Réformes en cours : passer des paroles aux actes. JJ Hazan souligne le changement d’ambiance avec Luc Chatel. « On dialogue. Le ministre fait des déclarations globalement positives, par exemple sur le remplacement , où il juge nos demandes « justifiées » ou encore sur le temps scolaire. Mais il faut maintenant que les actes suivent les paroles ». Or la Fcpe fait part de ses inquiétudes. Sur la réforme du lycée que la Fcpe a soutenu parce qu’elle apporte accompagnement et tutorat. « Où est l’impulsion ? » demande JJ Hazan. Inquiétude aussi sur les rythmes scolaires. « Les discussions au ministère ont été très intéressantes. La FCPE a obtenu que, dans la circulaire de rentrée 2010, le ministre de l’Education nationale rappelle, qu’il est possible de répartir les heures sur quatre jours et demi et incite les recteurs et inspecteurs d’académie à favoriser les projets des écoles qui souhaiteraient fonctionner ainsi. Elle regrette néanmoins que les inspecteurs d’académie n’aient pas favorisé les demandes de passages à la semaine de quatre jours et demi, contrairement aux injonctions de la circulaire de rentrée. Ainsi, dans les Deux-Sèvres, l’IA a même bloqué les demandes de dérogation à la semaine de 4 jours ». La Fcpe demande que l’intérêt des enfants prime sur celui des adultes, en clair, le retour partout aux 4 jours et demi par semaine au primaire. Pour tous, l’allongement deux semaines des congés de Toussaint, c’est-à-dire le raccourcissement d’autant des congés d’été.

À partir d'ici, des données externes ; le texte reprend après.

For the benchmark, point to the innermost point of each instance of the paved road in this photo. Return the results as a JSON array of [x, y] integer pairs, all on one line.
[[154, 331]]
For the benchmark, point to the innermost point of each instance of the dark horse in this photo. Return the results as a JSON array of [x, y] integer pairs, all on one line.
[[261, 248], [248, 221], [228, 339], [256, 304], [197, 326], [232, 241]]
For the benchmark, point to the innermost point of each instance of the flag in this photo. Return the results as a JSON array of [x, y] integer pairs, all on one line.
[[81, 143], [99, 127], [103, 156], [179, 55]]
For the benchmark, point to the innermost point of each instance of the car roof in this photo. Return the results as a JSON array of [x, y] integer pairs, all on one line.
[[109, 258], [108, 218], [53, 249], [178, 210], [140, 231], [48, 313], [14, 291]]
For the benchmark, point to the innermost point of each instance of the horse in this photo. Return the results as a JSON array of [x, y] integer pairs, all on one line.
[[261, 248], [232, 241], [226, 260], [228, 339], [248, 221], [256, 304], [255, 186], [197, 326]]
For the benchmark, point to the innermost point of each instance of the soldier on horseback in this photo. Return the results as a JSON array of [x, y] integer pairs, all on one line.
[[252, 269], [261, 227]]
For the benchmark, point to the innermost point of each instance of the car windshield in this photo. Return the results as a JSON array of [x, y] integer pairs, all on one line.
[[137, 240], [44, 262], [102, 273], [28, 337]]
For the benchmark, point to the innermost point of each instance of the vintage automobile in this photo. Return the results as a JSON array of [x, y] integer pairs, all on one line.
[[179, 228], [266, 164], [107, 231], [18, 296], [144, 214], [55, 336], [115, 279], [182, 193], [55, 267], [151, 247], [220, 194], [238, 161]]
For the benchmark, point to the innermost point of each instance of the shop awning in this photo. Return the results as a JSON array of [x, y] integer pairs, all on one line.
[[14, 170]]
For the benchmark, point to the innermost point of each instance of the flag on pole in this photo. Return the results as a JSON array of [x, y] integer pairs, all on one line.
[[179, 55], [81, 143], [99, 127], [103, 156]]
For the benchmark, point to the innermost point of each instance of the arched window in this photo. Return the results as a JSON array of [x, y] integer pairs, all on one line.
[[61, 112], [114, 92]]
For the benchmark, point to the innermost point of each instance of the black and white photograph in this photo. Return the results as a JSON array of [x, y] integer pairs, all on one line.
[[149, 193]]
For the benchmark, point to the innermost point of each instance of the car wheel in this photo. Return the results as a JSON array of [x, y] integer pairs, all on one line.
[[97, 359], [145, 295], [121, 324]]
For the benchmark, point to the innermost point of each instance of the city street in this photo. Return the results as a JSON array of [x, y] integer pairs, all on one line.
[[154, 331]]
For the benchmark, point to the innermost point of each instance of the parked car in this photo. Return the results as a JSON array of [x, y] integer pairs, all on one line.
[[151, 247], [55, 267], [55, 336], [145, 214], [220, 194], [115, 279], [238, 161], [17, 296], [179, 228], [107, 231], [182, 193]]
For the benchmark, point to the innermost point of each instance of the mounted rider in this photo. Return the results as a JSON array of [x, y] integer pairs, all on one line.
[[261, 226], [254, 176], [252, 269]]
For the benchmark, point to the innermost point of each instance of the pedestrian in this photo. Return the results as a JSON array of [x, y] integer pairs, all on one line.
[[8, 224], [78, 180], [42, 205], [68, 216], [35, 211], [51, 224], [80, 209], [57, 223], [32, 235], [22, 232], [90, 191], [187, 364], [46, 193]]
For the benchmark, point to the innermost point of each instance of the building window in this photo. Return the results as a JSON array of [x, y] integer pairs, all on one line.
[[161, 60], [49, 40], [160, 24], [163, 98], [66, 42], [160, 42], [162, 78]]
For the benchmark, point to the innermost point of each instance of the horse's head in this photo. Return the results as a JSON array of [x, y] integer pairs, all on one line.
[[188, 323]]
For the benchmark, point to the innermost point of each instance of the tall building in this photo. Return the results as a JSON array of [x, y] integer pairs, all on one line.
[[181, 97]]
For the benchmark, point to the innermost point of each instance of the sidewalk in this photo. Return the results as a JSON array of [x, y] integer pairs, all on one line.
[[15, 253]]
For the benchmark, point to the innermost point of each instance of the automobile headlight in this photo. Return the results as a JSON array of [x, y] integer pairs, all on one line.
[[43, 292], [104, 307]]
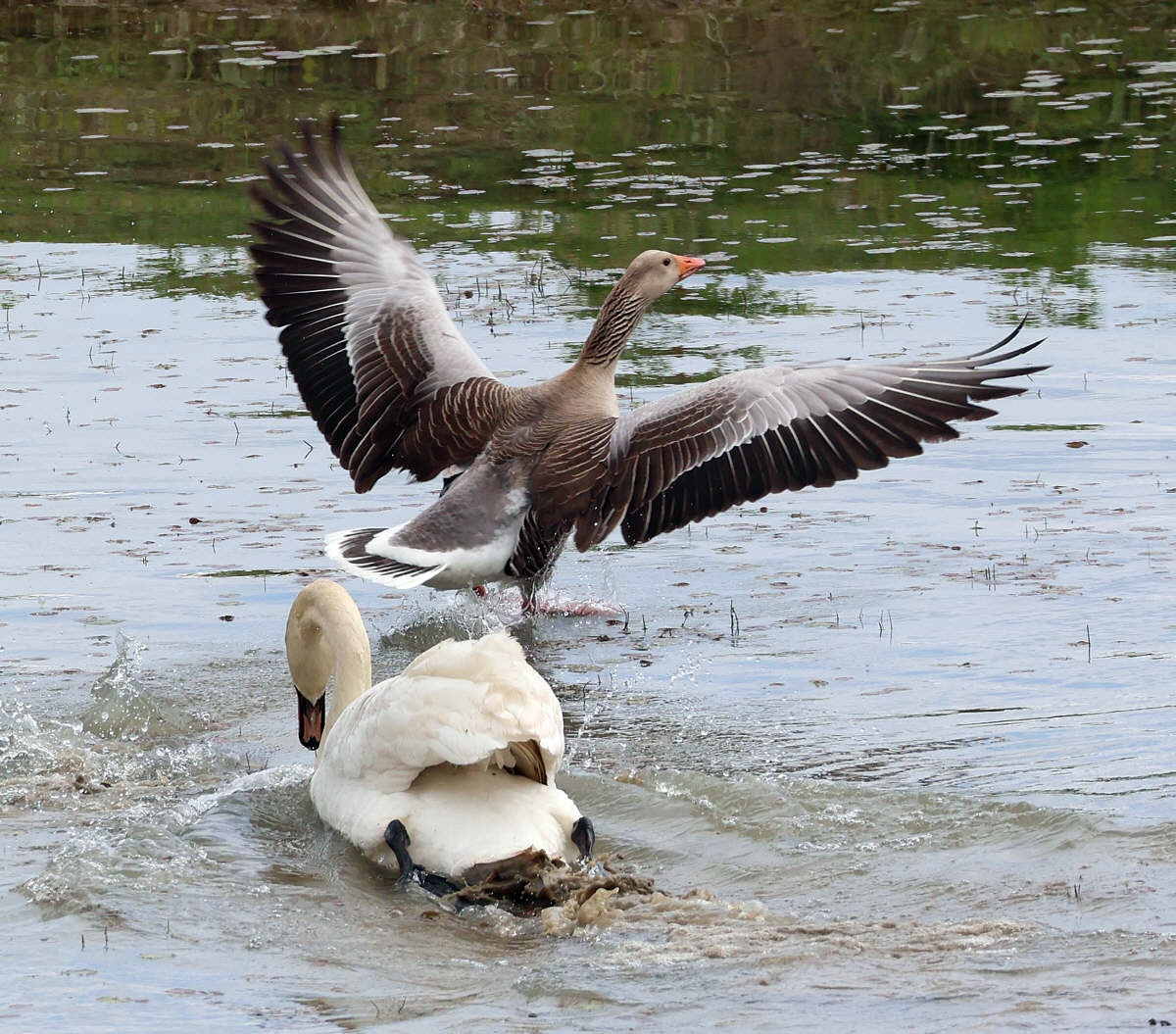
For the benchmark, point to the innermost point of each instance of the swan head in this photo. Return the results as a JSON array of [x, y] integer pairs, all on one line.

« Le bilan de cette première année de Luc Chatel est très différent de celui de Xavier Darcos« , estime JJ Hazan. « Des choses ont bougé et avancé comme la mise en place de l’accompagnement personnalisée et du tutorat au lycée. Il faut maintenant réaliser concrètement ces décisions. Or on est inquiet pour les suppressions de postes et les fractures qui se développent dans l’Ecole. L’éducation nationale reste au milieu du gué ».